「…アンタ…もしかして、紫!?」

 苺が、突然すっ頓狂な声を挙げたので、紫はパチパチと目を瞬(シバタタ)かせた。

烈火の脇を擦り抜け、一歩二歩と苺に近付いて…とうとう土足のまま框を上がってしまう。

「その声は…まいちゃん?」

『まいちゃん』?

何を言い出すのか、出し抜けに。
彼女は『おぐら いちご』ではないか。
甘そうな名前と見た目に反して、一撃必殺の猛毒を吐く最強ロリータ少女…それが、彼女だ。

 紫は束の間、苺の顔を凝視した──が。
やがて、確信を得た様に頷いて言った。

「うん。やっぱり、まいちゃんだ。…でも変だな。まいちゃんは、いつから女の子になっちゃったの?」

「ぴぎっ!?」

 踏み潰された蛙の様な叫びを挙げるや、苺はクルリと踵を返して走り去った。

速い…。
もう姿が見えなくなった。

「ねぇ──何が起きたの、今??」

 茫然自失の体(テイ)で紫を振り向けば、彼は釈然としない様子で、こう言った。

「まいちゃん…前に会った時は『男の子』だったんだ。だけど今は『女の子』──。どうして?此方が理由を訊きたいよ。
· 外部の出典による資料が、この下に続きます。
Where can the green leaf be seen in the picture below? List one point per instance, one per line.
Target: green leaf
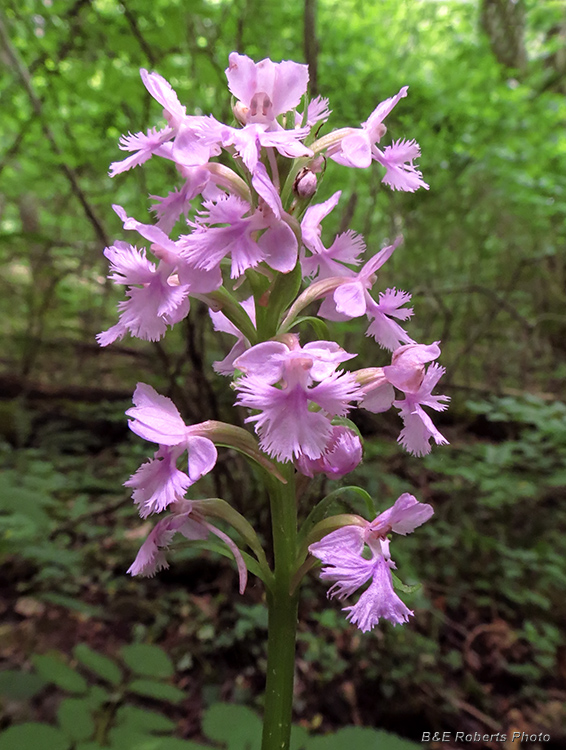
(404, 587)
(237, 726)
(33, 735)
(126, 738)
(97, 696)
(158, 690)
(147, 660)
(144, 720)
(20, 685)
(53, 670)
(75, 719)
(101, 665)
(318, 325)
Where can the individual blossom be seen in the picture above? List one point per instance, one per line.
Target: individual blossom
(297, 392)
(344, 564)
(156, 299)
(343, 453)
(350, 298)
(186, 520)
(325, 262)
(408, 374)
(265, 90)
(229, 226)
(158, 483)
(358, 147)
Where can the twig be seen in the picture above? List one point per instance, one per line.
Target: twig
(36, 103)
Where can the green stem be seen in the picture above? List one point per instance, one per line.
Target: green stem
(282, 621)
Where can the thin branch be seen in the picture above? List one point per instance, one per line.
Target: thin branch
(37, 106)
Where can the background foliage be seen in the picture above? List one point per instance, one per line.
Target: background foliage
(484, 258)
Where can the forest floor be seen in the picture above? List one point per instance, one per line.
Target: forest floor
(467, 662)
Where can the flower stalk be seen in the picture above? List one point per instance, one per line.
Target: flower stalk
(252, 250)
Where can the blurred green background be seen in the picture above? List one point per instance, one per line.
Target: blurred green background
(484, 258)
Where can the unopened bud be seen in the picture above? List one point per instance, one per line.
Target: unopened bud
(305, 184)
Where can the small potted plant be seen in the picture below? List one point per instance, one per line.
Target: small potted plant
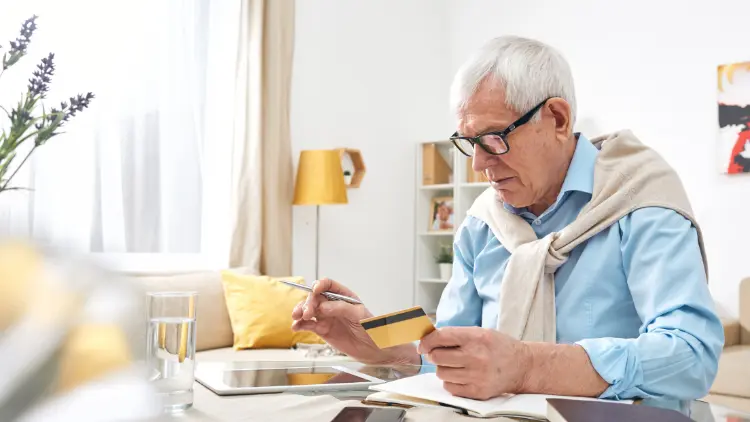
(445, 262)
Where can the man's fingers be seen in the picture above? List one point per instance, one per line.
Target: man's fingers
(339, 309)
(448, 356)
(328, 285)
(442, 337)
(318, 327)
(297, 312)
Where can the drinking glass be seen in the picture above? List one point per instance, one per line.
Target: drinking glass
(171, 347)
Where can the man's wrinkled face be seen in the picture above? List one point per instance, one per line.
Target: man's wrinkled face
(521, 177)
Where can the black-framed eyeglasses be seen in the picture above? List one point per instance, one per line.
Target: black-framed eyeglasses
(495, 143)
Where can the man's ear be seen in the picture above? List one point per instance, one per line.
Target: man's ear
(560, 110)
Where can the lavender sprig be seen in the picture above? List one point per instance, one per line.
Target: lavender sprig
(47, 127)
(18, 47)
(23, 117)
(39, 84)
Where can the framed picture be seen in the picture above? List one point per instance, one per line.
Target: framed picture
(441, 214)
(734, 118)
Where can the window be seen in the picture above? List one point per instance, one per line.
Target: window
(143, 175)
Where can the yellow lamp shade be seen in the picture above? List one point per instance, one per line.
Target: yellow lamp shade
(320, 179)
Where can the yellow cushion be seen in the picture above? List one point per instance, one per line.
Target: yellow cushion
(260, 309)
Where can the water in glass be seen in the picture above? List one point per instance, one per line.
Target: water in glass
(171, 348)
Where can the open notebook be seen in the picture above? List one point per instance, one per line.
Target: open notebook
(427, 390)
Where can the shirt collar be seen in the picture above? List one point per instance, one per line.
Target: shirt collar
(580, 174)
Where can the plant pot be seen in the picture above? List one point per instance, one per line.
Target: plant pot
(445, 271)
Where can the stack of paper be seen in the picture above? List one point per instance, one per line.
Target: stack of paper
(427, 390)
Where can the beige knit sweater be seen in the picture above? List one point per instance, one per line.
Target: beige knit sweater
(627, 176)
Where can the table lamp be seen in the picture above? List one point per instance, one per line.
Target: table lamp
(320, 181)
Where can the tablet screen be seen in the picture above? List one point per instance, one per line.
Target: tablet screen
(275, 377)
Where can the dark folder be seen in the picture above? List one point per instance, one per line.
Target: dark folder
(565, 410)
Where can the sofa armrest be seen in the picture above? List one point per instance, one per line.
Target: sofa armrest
(732, 332)
(745, 311)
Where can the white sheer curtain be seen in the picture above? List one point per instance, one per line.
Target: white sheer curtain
(146, 169)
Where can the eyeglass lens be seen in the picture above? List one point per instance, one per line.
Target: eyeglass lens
(493, 143)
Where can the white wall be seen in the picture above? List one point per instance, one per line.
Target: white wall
(374, 75)
(649, 66)
(370, 75)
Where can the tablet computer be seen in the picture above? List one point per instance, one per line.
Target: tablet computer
(232, 379)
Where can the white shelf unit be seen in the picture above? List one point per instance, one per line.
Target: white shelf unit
(428, 286)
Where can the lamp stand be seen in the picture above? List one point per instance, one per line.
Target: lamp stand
(317, 240)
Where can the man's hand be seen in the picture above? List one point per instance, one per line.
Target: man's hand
(477, 363)
(337, 322)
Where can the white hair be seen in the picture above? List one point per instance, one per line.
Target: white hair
(529, 70)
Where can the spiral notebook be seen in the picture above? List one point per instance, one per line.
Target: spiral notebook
(427, 390)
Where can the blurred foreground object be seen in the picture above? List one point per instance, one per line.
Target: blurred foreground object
(72, 340)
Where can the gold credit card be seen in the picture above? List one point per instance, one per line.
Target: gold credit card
(398, 327)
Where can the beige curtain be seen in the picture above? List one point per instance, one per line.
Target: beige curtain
(262, 179)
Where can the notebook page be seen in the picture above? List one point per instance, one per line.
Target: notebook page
(430, 387)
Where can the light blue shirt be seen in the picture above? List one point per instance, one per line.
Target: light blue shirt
(634, 296)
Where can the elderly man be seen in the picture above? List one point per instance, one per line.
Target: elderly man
(580, 272)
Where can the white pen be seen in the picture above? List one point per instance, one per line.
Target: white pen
(329, 295)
」

『男の子』が『女の子』に変身した?
それはつまり、もしかして──

「やっぱり苺って男なの?!」
「だから、最初にそう言っただろう?」

 呆れ顔で答える一慶。
やはり、彼女は男性だった。
しかも『苺』と書いて『マイ』と読む。

それが『彼』の本名だと知り、ボクの中にある小椋苺のイメージは完全に崩壊した。明かされた真実に、ただ愕然とするばかりである。

 一同に、鼻白んだ空気が漂った──と、そこへ。氷見が、遠慮がちに声を掛ける。

「あの…紫さま。」
「なに?」
「履物は脱いで頂けますか?」

 全員の視線が、紫の足元に注がれる。
紫は悪気の無い笑顔で、『てへ』と笑って誤魔化した。